Сошел. Шоссе, вдоль него — тонущая в сугробах деревня, свет, мерцающий в обледенелых оконцах, чистый, выстуженный ветром с заснеженных полей воздух.
Михаил только отужинал. Жирные после еды губы, расстегнутый ворот рубахи, меховая безрукавка... Сели пить чай. Я оглядывал кухню. Крашеный деревянный пол, холодильник, в углу, на столике, заботливо прикрытый чистой простынкой — самогонный аппарат Мишкиного отца, в вопросах выпивки большого специалиста и любителя. Что, кстати, странно, — дурных наклонностей родителя своего Мишка не перенял: не пил, не курил и ни малейшей потребности в приятных отравлениях организма не испытывал.
— Во, — Мишка кивнул на мешок, втиснутый под стол с самогонной аппаратурой. — Дотащишь?
Я выволок мешок на середину кухни. Пуд, не меньше.
— Эва, — раздался из-за двери скрипучий старческий голос, — ироды. Со священными-то иконами как обходятся... Тьфу! Ироды и есть!
— Бабуля! — гавкнул Михаил, отворяя дверь, за ней я успел заметить сморщенное старушечье лицо с острыми, зловредными глазками. — Скройся!
— Не простится грех! — прошамкал голос в ответ.
— Вот... черт! — возвысил тон Михаил. — Ворона старая.
— Не чертакайся, — рассудительно произнесла Мишкина религиозная бабка. — Ишь, дьявол рыжий!
Мишка захлопнул дверь, вернулся к столу.
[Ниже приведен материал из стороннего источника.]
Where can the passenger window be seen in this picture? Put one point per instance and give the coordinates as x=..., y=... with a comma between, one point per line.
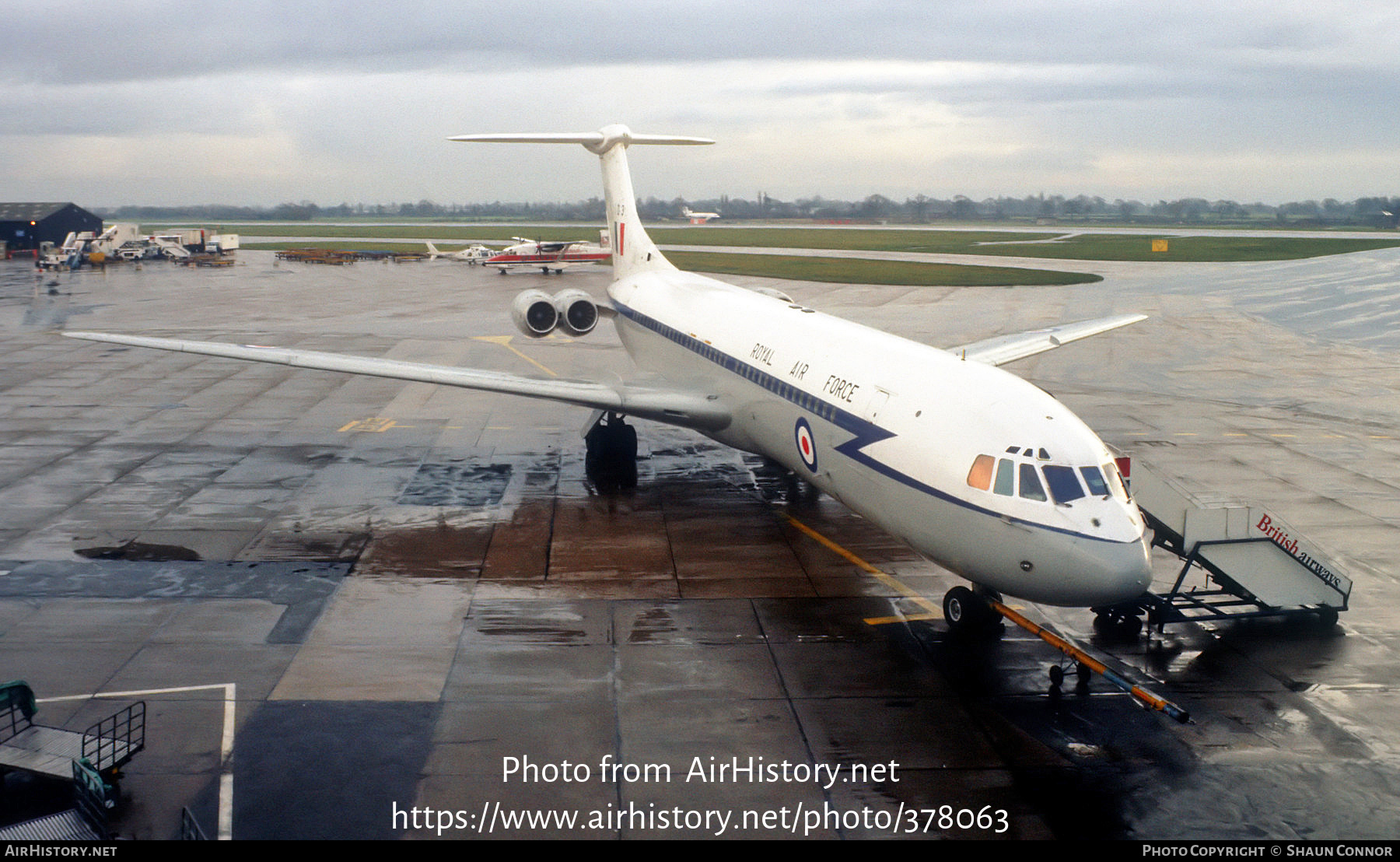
x=1063, y=485
x=1006, y=478
x=980, y=473
x=1031, y=487
x=1111, y=471
x=1095, y=480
Хмурый. Да и мне что-то стало невесело, глядя на этот мешок... В чем-то мы ошибались сейчас, совестью понимал.
— Висели иконки когда-то в домах, — сказал я, кашлянув. — Свидетели, так сказать, бытия...
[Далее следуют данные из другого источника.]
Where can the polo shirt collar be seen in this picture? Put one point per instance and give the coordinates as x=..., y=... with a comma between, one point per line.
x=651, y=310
— Ну хватит трепаться! — внезапно взорвался Мишка, будто думал о том же и это его раздражало.
Я обследовал доски. Трухлявые, искривленные, сплошь изъеденные древоточцем, все — черные, как сажей обмазаны, ничего не разобрать...
— Познакомился сегодня с одним клиентом, — оглянувшись на дверь, поведал Михаил. — Оттуда. Кэмпбэлл зовут. По-русски соображает. Ну везу его, значит. Разговор. Спрашиваю: как вы, мол, к русской старине? Положительно, говорит. А насчет иконок вообще конкретный интерес имеется. Ну, короче, без обиняков... Я, говорит, математик, сюды приехал на месяц, так что будут предложения — плиз, не стесняйся.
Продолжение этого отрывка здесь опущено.